3) Devant ce manque de réponse définitive du philosophe, on peut imaginer que les scientifiques qui écoutaient la conférence se sont objectés que, si même le métaphysicien ne peut répondre à la question du néant, alors même qu'il prétend être le seul à pouvoir la poser, ce concept devient franchement douteux. Pourquoi se payer de grands mots ?... sinon pour se donner de grands airs angoissés, tout en refusant le sérieux de l'activité scientifique qui, elle, peut, avec ses limites, rendre compte de l'étant dont elle se préocuppe.
A cette objection, la question de Heidegger sera que la philosophie n'a pas à donner des réponses, c'est à dire à trouver la solution des problèmes, mais à donner aux problèmes tout leur poids, à les alourdir encore.
Non par refus systématique de la réponse mais parce que la métaphysique n'est pas une interrogation sur d'autres étants que ceux étudiés par la science, mais une autre interrogation que les sciences : une interrogation sur l'étant lui-même.
Le mode d'interrogation de la métaphysique ne peut en aucun cas être dérivé de celui des sciences.

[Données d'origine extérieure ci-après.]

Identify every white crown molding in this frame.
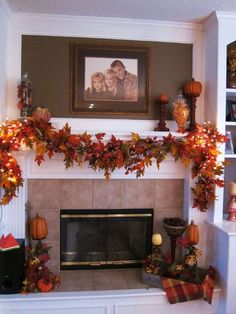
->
[11,13,202,43]
[0,0,11,17]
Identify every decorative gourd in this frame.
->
[32,107,51,123]
[184,78,202,97]
[30,213,48,240]
[186,220,199,245]
[37,278,53,292]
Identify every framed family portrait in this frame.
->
[225,131,234,155]
[226,99,236,121]
[70,43,149,115]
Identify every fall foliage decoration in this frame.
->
[185,220,199,245]
[30,213,48,240]
[0,110,227,211]
[21,241,60,293]
[32,107,51,123]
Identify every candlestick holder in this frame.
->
[184,79,202,132]
[154,94,169,131]
[227,194,236,221]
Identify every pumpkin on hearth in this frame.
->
[30,213,48,240]
[184,79,202,97]
[32,107,51,123]
[37,278,53,292]
[186,220,199,245]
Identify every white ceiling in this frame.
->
[6,0,236,23]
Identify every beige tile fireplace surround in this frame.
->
[28,179,184,291]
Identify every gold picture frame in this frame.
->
[70,43,149,116]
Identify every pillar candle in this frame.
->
[152,233,162,245]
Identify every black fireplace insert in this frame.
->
[60,208,153,270]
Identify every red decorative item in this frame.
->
[17,73,32,117]
[184,79,202,132]
[186,220,199,245]
[154,94,169,131]
[37,278,53,292]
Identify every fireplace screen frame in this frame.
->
[60,208,153,270]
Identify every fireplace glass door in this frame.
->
[60,209,153,269]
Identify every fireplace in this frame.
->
[60,208,153,270]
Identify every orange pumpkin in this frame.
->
[186,220,199,245]
[30,213,48,240]
[158,93,169,103]
[32,107,51,123]
[184,79,202,97]
[37,278,53,292]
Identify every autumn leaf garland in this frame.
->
[0,117,226,211]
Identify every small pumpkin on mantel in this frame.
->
[30,213,48,240]
[184,78,202,97]
[186,220,199,245]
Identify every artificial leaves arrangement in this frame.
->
[0,108,227,211]
[21,209,60,293]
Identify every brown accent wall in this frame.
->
[28,179,184,273]
[22,35,192,120]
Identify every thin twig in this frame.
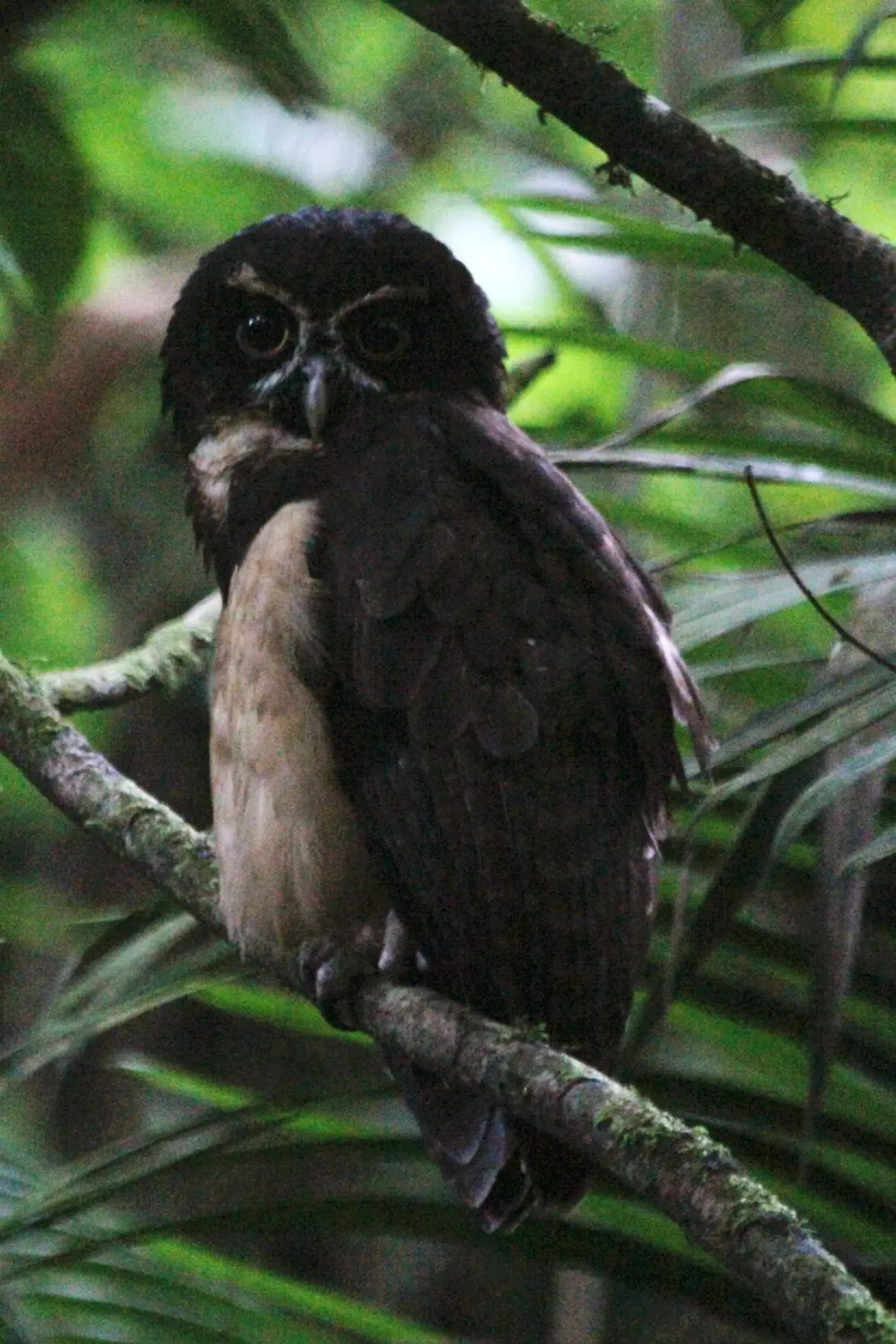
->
[744,466,896,672]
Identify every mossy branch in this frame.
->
[0,645,896,1344]
[39,592,220,714]
[387,0,896,373]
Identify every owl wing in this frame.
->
[314,398,705,1230]
[317,398,703,1067]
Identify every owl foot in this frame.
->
[295,910,417,1031]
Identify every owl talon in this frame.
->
[295,931,379,1031]
[377,910,420,984]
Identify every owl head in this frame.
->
[161,206,504,449]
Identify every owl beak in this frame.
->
[305,355,331,442]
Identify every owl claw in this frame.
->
[295,910,418,1031]
[377,910,420,984]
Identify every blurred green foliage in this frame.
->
[0,0,896,1344]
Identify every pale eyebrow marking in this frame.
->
[227,261,307,319]
[326,285,430,326]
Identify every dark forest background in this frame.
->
[0,0,896,1344]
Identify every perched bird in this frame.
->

Déjà Kant montrait l'autonomie des problèmes de la Raison par rapport à l'enquête de l'entendement dans l'expérience. La métaphysique s'occupe de la position des problèmes eux-mêmes. Sur ce sujet, il me semble que les chapitres 4 et 5 de Différence et Répétition de Deleuze donnent des indications tout à fait précieuses. C'est la confusion sur ce qu'est un problème qui pousse l'opinion à y demander une solution. Ici, Heidegger parlerait de besoin de se rassurer face au néant (mais il faut bien comprendre que ce "besoin" n'est nullement psychologique : il concerne l'être-au-monde en tant que tel).
Poser la question de l'étant, du refus du néant, donc du rapport entre le Dasein et le monde des étants, c'est dors et déjà interroger l'être, se situer au coeur de cette question, car elle est la question fondamentale qui rend possible toutes les autres.